AL: Angela is sort of the prototypical abortion patient—the person we never talk about who is also the most common.

SL: That’s exactly right.

AL: Talk about Darlene’s story. She discovered she was pregnant right after undergoing fibroid surgery. Doctors in Texas warned her that her uterus might literally explode from the pregnancy, which she wanted to keep, but they were afraid to treat her because of the state’s anti-abortion laws. It wasn’t until she traveled to California that doctors did the requisite testing and reassured her she likely could continue the pregnancy. It’s such a reflection of how abortion bans inhibit all ob-gyn care.

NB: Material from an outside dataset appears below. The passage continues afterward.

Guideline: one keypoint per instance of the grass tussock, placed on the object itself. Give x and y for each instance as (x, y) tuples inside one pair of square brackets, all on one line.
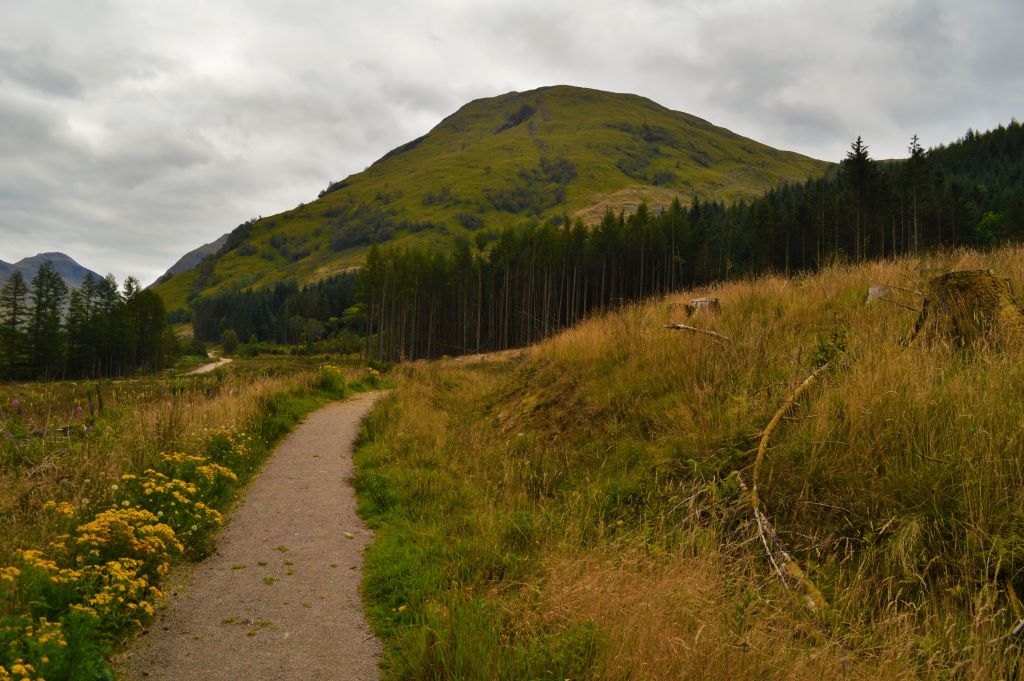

SL: No one’s going to do tests to show whether this [pregnancy] is safe or not if there’s no option for termination. And it was so, so moving to me that Darlene went to a place that was supposed to provide abortions and they were not there trying to convince her one way or another. They wanted to give her all the information so that she could decide for herself what was best. It helps sort of dismantle this anti-abortion talking point that we often hear, which is that the clinics are just out there trying to give as many abortions as possible.

AL: I want to ask about Jasper, a trans man in Florida who was up against the law that, at the time, banned abortion at 15 weeks—now it’s six weeks. What stood out to me was the pressure he felt to decide before he ran out of time.

SL: The first time I spoke with Jasper he was like, “Are you sure you want me in the book? Maybe you want only women.” I was like, “No, your story is really important.” I think the fact he even asked that question speaks to how inaccurate and non-inclusive a lot of the framing has been around abortion. Something can be the product of misogyny and amplify gender inequality and disproportionately affect women and we can understand that it doesn’t only impact women. I love that you zeroed in on the time part. He knew intellectually that he needed to get an abortion. This was very obviously the right thing for him to do; he knew he didn’t want to be a parent; he was still in college; he was working part-time. It was something he had talked about before with his partner. But because he didn’t have time to sit with his decision and really process it, he had to make up for that time afterward and he really struggled after that abortion.

AL: I want to ask about the ripple effect of abortion bans. You write about a clinic in Colorado that had to scale back primary care services to deal with an influx of abortion patients to the state. It might surprise people to learn that a primary care patient in an abortion-friendly state could be impacted by abortion bans elsewhere.

SL: I live in Washington, DC. Because of where I live, I would often hear from people [who felt very insulated from the impact of abortion bans]. I knew this book had to challenge that. If we’ve already had a shortage of affordable quality care, what does it mean when the system sees this tremendous burden placed upon it? There are health centers that cannot provide as much primary care because they are seeing far more abortion patients. I was really struck by the clinic in Kansas that stopped providing gender-affirming care not because it was illegal but because they didn’t have the capacity to do anything but abortions.

AL: What gaps do you hope this book fills, especially in an election year?

SL: I want people to read this book and understand who are the people affected by abortion bans, to think more broadly than the narratives we have put in place—to understand that abortion bans have had both universal and unequal impact. This is a public health crisis with multiple ramifications that will at some point affect you or someone you care about it.